Se em São Paulo a relação de trabalho é mais familiar com aquela que eu conheço desde o começo da minha jornada com o jornalismo cultural, porque foi a que chegou primeiro; a em Curitiba lembrava a da vida paralela, mas também tem tudo a ver com o cinema. Fazia assessoria de imprensa, mas estava imersa no meu ambiente, com os meus amigos, conhecidos, respirando cinema e, de certo modo, escrevendo sobre ele. A quebra, em 2023, foi difícil, não só pelo modo, mas pelo vazio que veio com ela também. O ano de 2024 teve um junho que demorou a passar.
Chegou um outro junho e as coisas mudaram de lugar. Todas elas. O meu universo paralelo, que andou ocupando mais tempo e espaço do que o normal ultimamente, passou por uma ruptura inesperada, e abriu espaço para uma movimentação na minha vida, com mudanças incluse de casa e tempo para me dedicar àquilo que eu amo fazer. O cinema volta agora a assumir o protagonismo e, com isso, os festivais voltam de vez à minha vida. As inesperadas segundas férias do ano vieram com dois festivais, porque abril já tinha trazido o Panorama Internacional Coisa de Cinema, uma preciosidade que Marilia Hughes, Cláudio Marques e uma equipe incrível oferecem para gente todo ano em Salvador. São eles a CineOP, no final do mês, e, quem diria, o Olhar de Cinema.

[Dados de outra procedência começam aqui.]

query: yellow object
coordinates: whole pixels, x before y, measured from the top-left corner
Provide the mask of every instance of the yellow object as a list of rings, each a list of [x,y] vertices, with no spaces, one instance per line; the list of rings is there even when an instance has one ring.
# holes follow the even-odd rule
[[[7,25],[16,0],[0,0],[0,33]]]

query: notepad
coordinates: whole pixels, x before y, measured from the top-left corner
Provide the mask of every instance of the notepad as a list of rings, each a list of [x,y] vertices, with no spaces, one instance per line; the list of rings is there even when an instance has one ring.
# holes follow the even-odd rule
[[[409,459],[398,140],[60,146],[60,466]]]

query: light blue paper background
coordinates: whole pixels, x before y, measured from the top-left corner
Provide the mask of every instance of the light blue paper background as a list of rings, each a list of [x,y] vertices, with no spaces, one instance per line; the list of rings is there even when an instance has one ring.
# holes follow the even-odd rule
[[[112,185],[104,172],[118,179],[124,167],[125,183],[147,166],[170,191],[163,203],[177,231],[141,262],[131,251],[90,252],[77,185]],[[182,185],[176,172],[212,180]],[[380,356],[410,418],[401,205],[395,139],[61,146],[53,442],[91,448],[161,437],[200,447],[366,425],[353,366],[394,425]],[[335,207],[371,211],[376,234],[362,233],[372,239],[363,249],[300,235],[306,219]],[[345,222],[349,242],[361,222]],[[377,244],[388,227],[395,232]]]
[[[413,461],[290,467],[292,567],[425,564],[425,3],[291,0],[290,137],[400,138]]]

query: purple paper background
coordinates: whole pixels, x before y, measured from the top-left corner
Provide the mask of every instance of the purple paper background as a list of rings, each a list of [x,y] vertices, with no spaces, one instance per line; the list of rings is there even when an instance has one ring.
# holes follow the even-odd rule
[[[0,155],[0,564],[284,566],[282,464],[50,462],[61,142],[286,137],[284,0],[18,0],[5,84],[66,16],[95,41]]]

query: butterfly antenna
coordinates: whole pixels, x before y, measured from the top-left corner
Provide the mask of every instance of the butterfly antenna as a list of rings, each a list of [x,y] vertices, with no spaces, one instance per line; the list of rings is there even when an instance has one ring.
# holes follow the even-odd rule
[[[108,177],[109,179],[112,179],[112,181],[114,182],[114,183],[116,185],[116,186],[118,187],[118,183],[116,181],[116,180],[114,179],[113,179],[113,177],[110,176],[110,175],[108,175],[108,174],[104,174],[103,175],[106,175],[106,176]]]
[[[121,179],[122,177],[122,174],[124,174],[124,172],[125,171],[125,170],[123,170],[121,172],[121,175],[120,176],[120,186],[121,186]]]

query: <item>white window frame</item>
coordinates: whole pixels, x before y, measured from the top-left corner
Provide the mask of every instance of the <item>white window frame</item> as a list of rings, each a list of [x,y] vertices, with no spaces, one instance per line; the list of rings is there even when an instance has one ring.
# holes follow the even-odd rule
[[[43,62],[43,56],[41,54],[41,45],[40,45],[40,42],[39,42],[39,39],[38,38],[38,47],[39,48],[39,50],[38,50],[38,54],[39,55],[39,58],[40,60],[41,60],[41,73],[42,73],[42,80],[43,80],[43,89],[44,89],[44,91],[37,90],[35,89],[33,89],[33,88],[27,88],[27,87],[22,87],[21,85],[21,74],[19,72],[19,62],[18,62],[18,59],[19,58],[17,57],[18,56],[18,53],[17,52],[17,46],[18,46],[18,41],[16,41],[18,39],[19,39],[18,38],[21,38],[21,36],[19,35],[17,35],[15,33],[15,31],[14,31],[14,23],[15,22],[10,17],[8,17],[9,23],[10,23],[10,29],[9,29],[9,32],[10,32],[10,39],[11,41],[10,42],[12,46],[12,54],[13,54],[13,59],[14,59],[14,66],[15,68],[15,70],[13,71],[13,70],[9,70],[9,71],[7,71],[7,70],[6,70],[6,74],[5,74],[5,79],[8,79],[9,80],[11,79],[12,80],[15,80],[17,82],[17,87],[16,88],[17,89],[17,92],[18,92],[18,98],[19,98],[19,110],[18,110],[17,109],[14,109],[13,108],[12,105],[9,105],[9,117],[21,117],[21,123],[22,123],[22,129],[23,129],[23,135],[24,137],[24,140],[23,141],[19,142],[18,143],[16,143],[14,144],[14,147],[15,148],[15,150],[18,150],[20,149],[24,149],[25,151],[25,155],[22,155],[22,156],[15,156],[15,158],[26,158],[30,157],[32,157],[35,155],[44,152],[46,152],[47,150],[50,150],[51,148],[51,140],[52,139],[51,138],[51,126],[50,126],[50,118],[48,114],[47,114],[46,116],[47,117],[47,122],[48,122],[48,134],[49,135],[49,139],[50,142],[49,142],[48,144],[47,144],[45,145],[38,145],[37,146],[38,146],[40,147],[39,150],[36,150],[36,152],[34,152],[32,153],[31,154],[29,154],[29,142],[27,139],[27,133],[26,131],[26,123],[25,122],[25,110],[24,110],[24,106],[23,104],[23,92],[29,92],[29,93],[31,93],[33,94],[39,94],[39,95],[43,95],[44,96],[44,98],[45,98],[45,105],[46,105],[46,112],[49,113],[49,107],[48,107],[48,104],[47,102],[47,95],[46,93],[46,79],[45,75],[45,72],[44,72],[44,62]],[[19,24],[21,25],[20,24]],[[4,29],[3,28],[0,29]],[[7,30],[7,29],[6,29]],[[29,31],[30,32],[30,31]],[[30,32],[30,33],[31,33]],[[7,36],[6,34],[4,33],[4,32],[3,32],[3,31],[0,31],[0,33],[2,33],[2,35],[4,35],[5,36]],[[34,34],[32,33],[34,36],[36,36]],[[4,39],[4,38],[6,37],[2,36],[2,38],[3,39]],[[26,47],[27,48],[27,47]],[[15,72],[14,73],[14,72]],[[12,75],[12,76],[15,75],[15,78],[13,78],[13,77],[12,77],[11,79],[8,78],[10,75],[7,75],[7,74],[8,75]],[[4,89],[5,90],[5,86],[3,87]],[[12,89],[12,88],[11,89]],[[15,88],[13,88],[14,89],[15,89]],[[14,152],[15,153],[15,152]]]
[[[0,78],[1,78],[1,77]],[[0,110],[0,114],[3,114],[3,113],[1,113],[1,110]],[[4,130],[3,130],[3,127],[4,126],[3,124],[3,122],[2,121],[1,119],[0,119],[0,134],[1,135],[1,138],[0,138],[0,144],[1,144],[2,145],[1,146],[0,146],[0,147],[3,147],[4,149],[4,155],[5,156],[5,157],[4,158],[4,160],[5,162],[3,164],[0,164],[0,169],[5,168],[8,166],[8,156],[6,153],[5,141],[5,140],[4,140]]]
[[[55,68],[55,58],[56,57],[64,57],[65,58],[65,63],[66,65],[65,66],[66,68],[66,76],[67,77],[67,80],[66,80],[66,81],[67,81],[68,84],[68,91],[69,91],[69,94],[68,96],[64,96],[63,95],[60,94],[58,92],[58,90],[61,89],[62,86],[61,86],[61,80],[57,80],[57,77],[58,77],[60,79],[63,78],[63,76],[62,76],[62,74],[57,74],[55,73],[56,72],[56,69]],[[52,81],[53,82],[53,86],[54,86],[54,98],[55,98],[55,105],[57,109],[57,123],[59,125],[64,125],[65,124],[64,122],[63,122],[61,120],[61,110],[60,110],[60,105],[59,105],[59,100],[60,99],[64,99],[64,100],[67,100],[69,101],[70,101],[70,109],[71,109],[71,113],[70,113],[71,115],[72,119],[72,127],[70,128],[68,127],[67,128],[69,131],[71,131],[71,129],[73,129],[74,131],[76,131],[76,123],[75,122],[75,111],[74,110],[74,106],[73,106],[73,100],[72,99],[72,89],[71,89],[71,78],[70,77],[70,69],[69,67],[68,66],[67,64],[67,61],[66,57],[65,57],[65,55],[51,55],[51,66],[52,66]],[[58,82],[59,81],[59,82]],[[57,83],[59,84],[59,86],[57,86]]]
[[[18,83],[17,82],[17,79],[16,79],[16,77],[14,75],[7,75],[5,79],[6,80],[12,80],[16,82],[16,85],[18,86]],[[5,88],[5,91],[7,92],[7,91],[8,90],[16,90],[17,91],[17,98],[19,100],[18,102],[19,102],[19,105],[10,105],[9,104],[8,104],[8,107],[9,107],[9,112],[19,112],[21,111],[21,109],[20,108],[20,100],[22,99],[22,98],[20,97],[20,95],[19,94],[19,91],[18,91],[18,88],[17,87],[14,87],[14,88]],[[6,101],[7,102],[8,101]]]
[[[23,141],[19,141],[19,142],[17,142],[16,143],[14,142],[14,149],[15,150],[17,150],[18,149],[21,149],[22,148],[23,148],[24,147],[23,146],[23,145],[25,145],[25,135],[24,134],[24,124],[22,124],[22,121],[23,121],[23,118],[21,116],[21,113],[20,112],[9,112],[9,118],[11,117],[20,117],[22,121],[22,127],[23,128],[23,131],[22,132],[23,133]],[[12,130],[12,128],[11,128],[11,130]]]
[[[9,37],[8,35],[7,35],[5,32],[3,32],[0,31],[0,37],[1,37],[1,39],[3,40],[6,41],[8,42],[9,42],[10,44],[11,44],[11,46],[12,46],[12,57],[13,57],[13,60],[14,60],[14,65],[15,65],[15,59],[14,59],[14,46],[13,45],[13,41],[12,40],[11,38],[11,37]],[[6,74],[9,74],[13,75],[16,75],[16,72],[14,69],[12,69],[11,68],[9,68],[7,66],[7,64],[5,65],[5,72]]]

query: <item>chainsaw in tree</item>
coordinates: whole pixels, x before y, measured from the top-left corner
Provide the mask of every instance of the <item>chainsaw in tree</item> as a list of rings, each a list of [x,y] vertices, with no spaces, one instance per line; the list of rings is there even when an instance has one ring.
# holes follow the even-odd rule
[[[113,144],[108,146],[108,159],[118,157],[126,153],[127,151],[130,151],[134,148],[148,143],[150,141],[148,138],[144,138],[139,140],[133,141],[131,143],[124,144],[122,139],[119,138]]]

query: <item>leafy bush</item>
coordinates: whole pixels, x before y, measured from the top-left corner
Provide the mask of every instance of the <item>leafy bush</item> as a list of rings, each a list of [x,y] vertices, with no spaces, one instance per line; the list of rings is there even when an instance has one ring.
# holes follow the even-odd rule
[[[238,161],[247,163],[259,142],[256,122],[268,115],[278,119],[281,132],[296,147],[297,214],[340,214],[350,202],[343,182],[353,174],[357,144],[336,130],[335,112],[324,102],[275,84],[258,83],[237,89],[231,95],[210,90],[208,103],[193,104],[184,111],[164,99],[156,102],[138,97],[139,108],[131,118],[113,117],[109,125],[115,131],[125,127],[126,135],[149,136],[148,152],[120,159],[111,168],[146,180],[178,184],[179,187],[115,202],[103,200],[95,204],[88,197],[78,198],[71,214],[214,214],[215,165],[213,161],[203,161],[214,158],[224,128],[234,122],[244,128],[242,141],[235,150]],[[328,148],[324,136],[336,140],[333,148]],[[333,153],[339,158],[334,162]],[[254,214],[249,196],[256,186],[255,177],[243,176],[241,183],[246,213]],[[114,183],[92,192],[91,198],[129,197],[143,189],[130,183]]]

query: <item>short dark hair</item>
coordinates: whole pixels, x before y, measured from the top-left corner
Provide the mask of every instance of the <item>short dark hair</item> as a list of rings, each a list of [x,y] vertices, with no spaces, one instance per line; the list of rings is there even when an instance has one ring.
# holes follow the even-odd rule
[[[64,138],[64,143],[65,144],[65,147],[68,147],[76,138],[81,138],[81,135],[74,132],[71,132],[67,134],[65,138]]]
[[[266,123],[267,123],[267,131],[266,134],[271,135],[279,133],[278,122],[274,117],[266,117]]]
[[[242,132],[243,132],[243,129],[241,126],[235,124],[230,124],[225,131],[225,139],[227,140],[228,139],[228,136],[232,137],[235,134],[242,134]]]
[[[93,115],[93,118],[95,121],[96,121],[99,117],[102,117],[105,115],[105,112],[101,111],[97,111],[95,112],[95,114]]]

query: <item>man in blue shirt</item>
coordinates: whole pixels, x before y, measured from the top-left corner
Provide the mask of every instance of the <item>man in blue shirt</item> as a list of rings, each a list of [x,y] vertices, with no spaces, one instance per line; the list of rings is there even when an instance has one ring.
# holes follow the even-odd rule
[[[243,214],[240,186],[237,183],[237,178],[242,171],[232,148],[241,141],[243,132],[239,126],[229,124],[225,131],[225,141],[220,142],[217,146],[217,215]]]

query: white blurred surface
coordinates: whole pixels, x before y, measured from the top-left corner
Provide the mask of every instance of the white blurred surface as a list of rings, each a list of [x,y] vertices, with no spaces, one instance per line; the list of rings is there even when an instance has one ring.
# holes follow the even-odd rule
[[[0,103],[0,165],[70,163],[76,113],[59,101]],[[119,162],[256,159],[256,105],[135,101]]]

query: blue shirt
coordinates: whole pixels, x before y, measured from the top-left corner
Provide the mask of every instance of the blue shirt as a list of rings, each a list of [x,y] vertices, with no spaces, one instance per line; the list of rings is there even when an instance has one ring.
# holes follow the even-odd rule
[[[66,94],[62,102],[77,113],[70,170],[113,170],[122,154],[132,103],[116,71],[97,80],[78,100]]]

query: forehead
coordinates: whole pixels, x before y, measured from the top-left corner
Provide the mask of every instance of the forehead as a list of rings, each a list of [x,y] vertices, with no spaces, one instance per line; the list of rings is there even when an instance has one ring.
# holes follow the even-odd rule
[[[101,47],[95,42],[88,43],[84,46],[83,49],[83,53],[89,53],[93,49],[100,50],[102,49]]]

O dia 11 veio com muita ansiedade e chegar em Curitiba foi como voltar para uma casa antiga. Eu conhecia o aeroporto, o frio e os oclinhos que são a marca do festival que me acompanhou tanto tempo. Agora estou aqui como crítica de cinema, na verdade faço parte do júri da crítica, e vou fazer uma coisa que não consiguia fazer antes: assistir aos filmes. O primeiro compromisso era na Ópera de Arame, a abertura com o filme “Cloud”, de Kiyoshi Kurosawa. Enquanto trabalhava no Olhar, aconteceu a primeira abertura na Ópera, mas não pude vir porque estava no meio de um evento gigante sobre Cortes Supremas no tribunal, já de férias, inclusive. Karina, minha parceira em toda essa jornada, esteve sozinha naquele ano de 2012.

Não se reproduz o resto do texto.